La nouvelle génération de consultants cherche du sens à son travail et souhaite ainsi pouvoir accompagner les clients des premières réflexions sur la stratégie à l’implémentation de cette dernière, le tout dans un environnement de travail sans silos, aux côtés d’autres talents divers, tout aussi experts de leurs sujets.

Ce qu’on voit se dessiner, c’est une convergence entre les attentes des consultants et les besoins des clients. Reste aux cabinets à créer les conditions pour qu’elle prenne forme.

La jungle des freelances

C’est en partie l’explication de l’augmentation remarquée du nombre de freelance en France depuis une dizaine d’années. Les talents du conseil ne sont pas en reste. Certains veulent allier un travail à mi-temps en agence et un statut de freelance, d’autres sautent entièrement le pas… Les combinaisons sont nombreuses, mais le mouvement est clair.

Ce changement de paradigme est une chance pour les entreprises, mais souvent, par manque de temps et recherche d’efficacité financière, ces dernières empilent les contrats avec des freelances qui, sans un minimum de centralisation, travaillent en silos. Là où intégrer des freelances experts à un cabinet peut résulter en un gain de temps, d’efficacité dans le suivi de missions complexes, voire l’opportunité d’internaliser sur le long terme des compétences pour l’entreprise, la situation peut devenir contre-productive lorsqu’il n’y a pas de structure claire.

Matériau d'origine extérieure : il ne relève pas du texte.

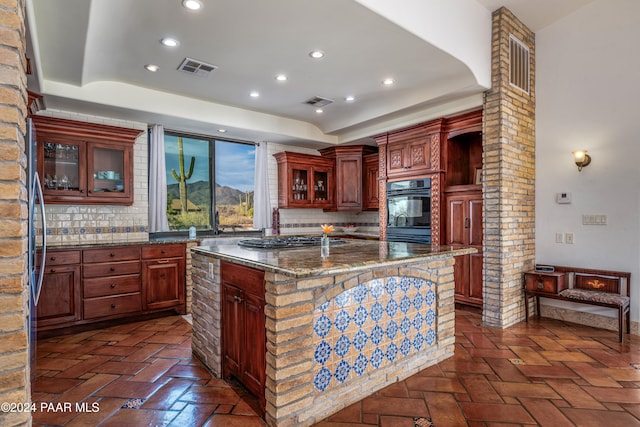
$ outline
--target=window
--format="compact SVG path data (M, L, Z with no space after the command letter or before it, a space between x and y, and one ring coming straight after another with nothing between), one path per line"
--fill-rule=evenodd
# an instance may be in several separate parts
M164 144L171 231L253 229L253 144L168 131Z

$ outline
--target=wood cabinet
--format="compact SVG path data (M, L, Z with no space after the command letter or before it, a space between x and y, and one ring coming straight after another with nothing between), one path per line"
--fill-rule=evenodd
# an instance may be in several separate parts
M46 203L133 203L137 129L33 116Z
M446 244L476 248L478 253L456 257L455 300L482 306L482 193L448 194Z
M320 150L323 157L335 162L335 205L330 210L359 212L363 209L364 156L376 151L367 145Z
M524 286L527 291L558 294L567 289L567 273L527 271L524 273Z
M184 307L185 245L154 245L142 248L143 308L156 310ZM181 310L184 314L185 310Z
M362 210L377 211L380 207L379 159L378 153L363 157L364 177L362 183Z
M222 373L235 377L264 409L266 329L264 272L221 262Z
M185 313L186 253L181 243L51 248L45 269L39 330L159 311Z
M385 146L387 178L417 178L438 171L442 120L376 137Z
M278 163L279 208L331 208L334 206L334 162L309 154L284 151Z
M40 259L39 254L36 259ZM55 327L82 318L80 259L79 250L47 252L36 311L39 327Z

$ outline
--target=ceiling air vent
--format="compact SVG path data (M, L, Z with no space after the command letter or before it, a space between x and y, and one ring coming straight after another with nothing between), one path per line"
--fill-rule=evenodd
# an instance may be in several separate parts
M509 83L529 93L529 48L512 35L509 37Z
M323 98L321 96L314 96L313 98L309 98L304 101L305 104L314 106L314 107L324 107L325 105L329 105L333 102L332 99Z
M182 64L178 67L178 70L185 73L193 74L199 77L209 77L209 74L218 68L215 65L207 64L206 62L198 61L197 59L185 58Z

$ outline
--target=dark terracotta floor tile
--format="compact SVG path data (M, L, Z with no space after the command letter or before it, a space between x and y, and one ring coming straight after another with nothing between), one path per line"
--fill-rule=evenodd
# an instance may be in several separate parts
M140 383L133 381L114 381L94 393L95 396L122 397L126 399L146 399L155 393L163 384Z
M427 403L429 414L436 426L462 427L467 425L467 420L460 410L460 404L449 393L425 392L424 400Z
M380 417L380 427L414 427L411 417L390 417L383 415Z
M72 419L65 426L67 427L87 427L87 426L97 426L100 425L101 422L109 418L111 415L120 410L122 405L125 404L126 399L112 399L112 398L102 398L102 399L93 399L92 401L97 402L98 411L97 412L84 412L78 414L77 417Z
M517 365L520 372L523 375L534 378L571 378L577 379L580 376L573 370L567 368L562 364L549 365L549 366L536 366L536 365Z
M399 397L367 397L362 401L362 412L412 417L429 416L424 400Z
M558 393L547 384L493 382L491 385L501 396L560 399Z
M542 350L558 350L565 351L566 347L564 347L558 340L555 340L546 335L533 335L530 336L529 339L535 342Z
M185 402L215 403L218 405L236 405L240 396L232 388L193 386L187 390L180 400Z
M70 367L56 375L57 378L80 378L87 372L91 372L96 366L100 366L105 362L113 359L114 356L92 355L87 359L83 359L77 365Z
M573 381L550 379L547 384L574 408L605 409L602 404Z
M144 362L148 358L155 356L160 350L164 349L164 344L146 344L143 347L129 347L131 351L122 359L123 362ZM127 348L127 347L124 347Z
M460 375L460 381L473 402L502 403L502 398L491 387L484 375Z
M166 335L164 333L156 333L147 337L144 341L160 344L180 344L184 340L185 337L183 335Z
M38 377L33 384L33 391L37 393L62 394L83 381L71 378Z
M486 358L485 361L502 381L528 381L527 377L510 360Z
M589 363L566 362L565 365L596 387L622 387L611 377L604 375L599 369Z
M547 399L521 397L520 402L540 427L573 427L573 423Z
M640 426L640 420L627 412L597 411L595 409L563 408L561 411L580 427Z
M460 402L460 408L469 420L535 424L531 415L520 405Z
M100 427L166 426L178 416L175 411L157 409L120 409Z
M184 394L193 381L181 378L172 378L158 389L143 403L142 407L149 409L168 409Z
M174 365L165 374L168 377L210 378L211 374L202 365Z
M460 381L451 378L413 376L405 380L409 390L466 393Z
M263 427L264 421L258 417L240 417L235 415L215 414L203 427Z
M201 426L211 417L218 405L189 403L175 417L169 427Z
M96 393L106 385L116 381L117 375L96 374L82 384L72 388L60 395L59 402L81 402L89 396L96 396Z
M640 389L611 388L611 387L583 387L599 402L632 403L640 405Z
M100 366L96 366L92 371L102 374L135 375L148 366L150 366L149 363L111 361L105 362Z
M147 364L144 369L135 374L129 381L154 382L176 363L177 359L157 359L151 364Z
M78 359L66 359L63 357L43 357L38 359L38 369L46 369L50 371L64 371L69 369L81 361Z

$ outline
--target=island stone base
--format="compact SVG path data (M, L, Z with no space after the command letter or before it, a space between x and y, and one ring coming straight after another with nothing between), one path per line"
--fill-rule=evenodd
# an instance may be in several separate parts
M192 263L193 352L220 376L220 260ZM436 255L336 275L266 271L267 425L315 424L452 356L453 265Z

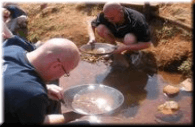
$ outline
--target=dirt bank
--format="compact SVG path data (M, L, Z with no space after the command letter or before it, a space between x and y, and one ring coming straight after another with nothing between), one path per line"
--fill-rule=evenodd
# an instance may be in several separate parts
M78 47L89 39L86 19L96 16L102 9L102 4L48 3L44 9L41 4L19 3L29 16L27 39L37 42L64 37ZM159 15L192 25L192 4L160 3ZM155 18L151 19L149 25L155 47L147 50L156 55L159 69L175 72L184 61L192 61L192 31ZM101 38L98 40L104 41Z

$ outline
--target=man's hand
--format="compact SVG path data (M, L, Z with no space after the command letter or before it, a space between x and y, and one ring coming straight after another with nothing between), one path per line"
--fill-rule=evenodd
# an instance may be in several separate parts
M84 115L72 111L63 114L49 114L45 116L43 124L44 125L64 124L71 121L75 121L76 119L80 119L83 116Z
M126 47L127 46L125 44L123 44L123 43L117 43L117 48L114 51L114 53L119 54L119 53L125 51L126 50Z
M57 85L49 84L46 85L48 90L48 97L52 100L63 100L64 99L64 93L63 89Z
M90 39L87 44L90 45L90 44L94 44L94 43L96 43L96 40L95 39Z
M7 20L10 17L11 12L9 10L7 10L6 8L1 8L2 12L3 12L3 22L7 22Z
M117 44L117 49L114 51L114 53L121 53L125 50L127 51L134 51L134 50L142 50L153 46L152 42L139 42L135 44L128 44L125 45L123 43Z
M93 17L89 17L86 19L86 23L87 23L87 31L89 34L89 41L87 44L93 44L96 43L95 40L95 27L91 26L91 22L93 20Z
M13 37L13 34L8 29L8 27L6 26L5 22L9 18L10 12L7 9L5 9L5 8L2 8L2 12L3 12L3 31L2 31L2 36L3 36L3 39L9 39L9 38Z

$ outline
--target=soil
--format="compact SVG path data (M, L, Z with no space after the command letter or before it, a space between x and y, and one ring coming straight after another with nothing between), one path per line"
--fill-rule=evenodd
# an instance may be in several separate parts
M192 26L192 3L159 3L158 15ZM101 12L102 3L19 3L28 16L27 39L33 43L53 37L72 40L78 47L89 41L87 20ZM156 56L161 70L177 71L183 61L192 60L192 30L167 20L149 22L154 48L145 49ZM98 42L105 42L97 37Z

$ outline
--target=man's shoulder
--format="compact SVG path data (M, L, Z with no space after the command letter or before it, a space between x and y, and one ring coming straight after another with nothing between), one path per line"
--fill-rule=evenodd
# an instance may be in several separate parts
M97 18L98 18L98 19L105 19L105 18L104 18L104 13L103 13L103 12L100 12L100 13L97 15Z
M25 59L25 54L21 53L18 58L5 58L4 66L7 66L3 72L4 89L6 91L15 91L18 95L23 93L46 94L46 86L41 77ZM11 80L10 80L11 79ZM30 96L31 96L30 95Z
M12 38L6 39L3 42L3 48L7 46L18 45L19 47L24 48L27 51L35 50L35 46L28 42L27 40L20 38L19 36L15 35Z
M145 16L141 12L138 12L130 8L125 8L125 12L127 13L128 17L131 19L133 24L134 23L139 25L146 24Z
M100 12L97 14L97 17L92 20L92 26L98 26L99 24L109 24L109 22L104 18L104 13L103 12Z
M17 71L17 70L15 70ZM23 70L18 70L23 71ZM26 71L26 70L24 70ZM47 94L46 86L37 76L31 76L35 73L14 73L13 75L4 76L4 86L7 91L15 91L21 95L27 93L29 96L34 96L37 94ZM8 77L9 76L9 77ZM14 81L10 81L12 78ZM25 97L25 96L24 96Z
M127 14L131 15L131 16L143 16L143 14L137 10L131 9L131 8L127 8L124 7L124 10Z

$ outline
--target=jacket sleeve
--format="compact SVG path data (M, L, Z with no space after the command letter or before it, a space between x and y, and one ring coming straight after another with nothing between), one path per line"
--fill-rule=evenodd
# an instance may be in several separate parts
M96 19L92 20L91 26L97 27L100 24L107 25L109 24L108 21L104 18L104 13L101 12L97 15Z

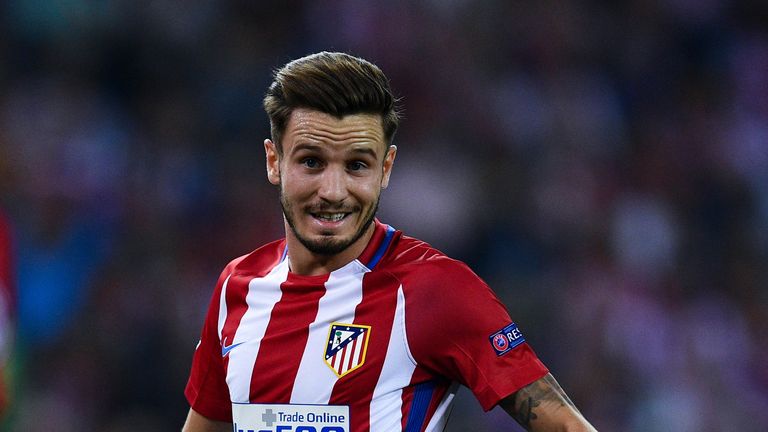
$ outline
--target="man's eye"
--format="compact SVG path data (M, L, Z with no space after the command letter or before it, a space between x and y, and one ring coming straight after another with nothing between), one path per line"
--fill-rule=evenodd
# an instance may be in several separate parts
M361 169L364 169L367 165L360 161L355 161L349 164L350 171L359 171Z
M304 158L301 163L307 168L317 168L320 166L320 161L315 158Z

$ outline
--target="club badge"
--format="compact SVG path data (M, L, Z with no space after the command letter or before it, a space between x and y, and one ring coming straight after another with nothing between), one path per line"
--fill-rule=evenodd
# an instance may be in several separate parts
M365 363L371 326L332 323L325 347L325 364L341 378Z

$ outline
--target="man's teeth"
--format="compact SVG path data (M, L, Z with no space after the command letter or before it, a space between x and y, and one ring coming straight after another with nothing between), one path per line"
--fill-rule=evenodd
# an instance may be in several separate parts
M344 216L346 216L345 213L330 213L330 214L317 214L315 215L318 219L322 219L325 221L330 222L338 222L342 219L344 219Z

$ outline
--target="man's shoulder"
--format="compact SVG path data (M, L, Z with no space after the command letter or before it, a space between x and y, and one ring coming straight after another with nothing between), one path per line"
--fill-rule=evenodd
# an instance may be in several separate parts
M381 269L398 279L412 282L436 280L445 282L480 281L462 261L451 258L429 243L401 235L381 264Z
M233 259L224 268L224 273L261 277L269 273L284 257L285 239L283 238Z
M474 311L463 314L465 318L490 313L498 304L488 284L466 263L412 237L398 239L381 270L397 279L413 331L458 319L457 311Z

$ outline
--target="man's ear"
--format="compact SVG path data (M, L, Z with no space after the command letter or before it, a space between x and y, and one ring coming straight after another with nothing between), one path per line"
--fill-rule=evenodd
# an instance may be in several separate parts
M280 154L271 139L264 140L264 154L267 156L267 179L278 186L280 185Z
M390 145L387 154L384 155L384 166L382 167L381 188L386 189L389 186L389 176L392 174L392 166L395 164L397 156L397 146Z

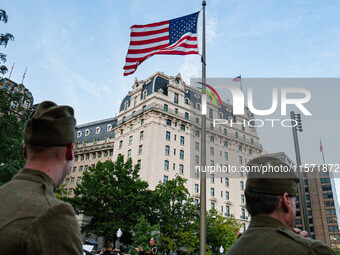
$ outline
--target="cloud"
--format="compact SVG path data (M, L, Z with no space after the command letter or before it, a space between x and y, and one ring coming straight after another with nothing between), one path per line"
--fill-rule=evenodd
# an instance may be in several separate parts
M216 38L217 17L209 17L206 23L207 43L212 43Z
M196 55L184 57L184 62L179 67L183 80L189 84L190 78L200 77L201 61Z

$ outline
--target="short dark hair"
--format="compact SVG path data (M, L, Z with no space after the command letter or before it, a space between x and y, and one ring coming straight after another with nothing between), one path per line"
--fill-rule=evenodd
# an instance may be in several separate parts
M155 237L151 237L151 240L153 240L155 243L157 243L157 240Z
M280 202L279 195L256 193L247 189L244 194L246 196L246 208L252 217L273 213Z
M112 238L106 238L103 246L104 246L104 248L110 248L112 244L113 244L113 239Z

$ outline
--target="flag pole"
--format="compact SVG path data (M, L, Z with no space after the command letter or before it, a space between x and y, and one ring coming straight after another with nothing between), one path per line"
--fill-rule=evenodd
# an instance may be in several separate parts
M325 155L324 155L324 153L323 153L323 146L322 146L322 142L321 142L321 137L320 137L320 151L321 151L321 154L322 154L322 161L323 161L323 164L326 165Z
M21 84L24 84L24 80L25 80L26 72L27 72L27 66L26 66L26 69L25 69L24 75L22 76L22 81L21 81Z
M206 1L202 1L203 6L203 35L202 35L202 109L206 108L207 96L205 93L206 84L206 62L205 62L205 6ZM202 134L201 134L201 167L206 167L206 112L202 112ZM206 187L206 172L200 173L200 255L206 254L206 207L207 207L207 187Z
M241 87L241 90L243 91L243 89L242 89L242 77L241 77L241 74L240 74L240 87Z
M10 72L10 74L9 74L9 76L8 76L8 79L9 79L9 80L11 79L11 76L12 76L12 72L13 72L13 67L14 67L14 65L15 65L15 63L13 63L13 65L12 65L12 69L11 69L11 72Z

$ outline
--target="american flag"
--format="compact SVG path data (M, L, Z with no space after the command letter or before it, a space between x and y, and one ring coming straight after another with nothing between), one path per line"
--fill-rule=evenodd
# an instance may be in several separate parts
M240 76L236 76L233 81L241 81L241 75Z
M146 59L157 54L198 54L199 12L176 19L131 27L124 76L133 74Z
M322 142L321 142L321 138L320 138L320 152L323 151L323 148L322 148Z

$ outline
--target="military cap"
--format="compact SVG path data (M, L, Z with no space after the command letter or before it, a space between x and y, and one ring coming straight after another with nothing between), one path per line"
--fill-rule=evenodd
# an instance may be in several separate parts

C’est pourquoi, face à ce marché agile mais morcelé, les cabinets ont une carte à jouer : celle de structurer ce nouveau paradigme.

Inventer le cabinet de demain

Plutôt que d’opposer tous ces acteurs et scruter leurs torts, l’heure est venue de les rassembler. Les cabinets de demain devront être légers, agiles et adaptés à un marché en quête de rapidité et de flexibilité. Ils devront tirer pleinement profit de l’IA, en acceptant de céder du terrain sur certaines tâches – pour mieux en gagner sur d’autres, plus stratégiques. Fini le modèle pyramidal et rigide : place à des dispositifs sur-mesure, capables de mobiliser les bonnes expertises au bon moment, sans superflu. C’est en combinant talents internes et indépendants au sein d’équipes mixtes qu’ils garantiront un accompagnement de bout en bout, avec la rigueur des grandes firmes et la réactivité et la diversité des structures plus souples.

L’enjeu n’est pas de renverser la table, mais de tirer le meilleur des deux mondes : exigence et adaptabilité, conseil et exécution, structure et agilité. Les cabinets doivent repenser leur modèle avec l’ensemble des acteurs de l’écosystème, au service des clients, des talents et de la compétitivité du secteur.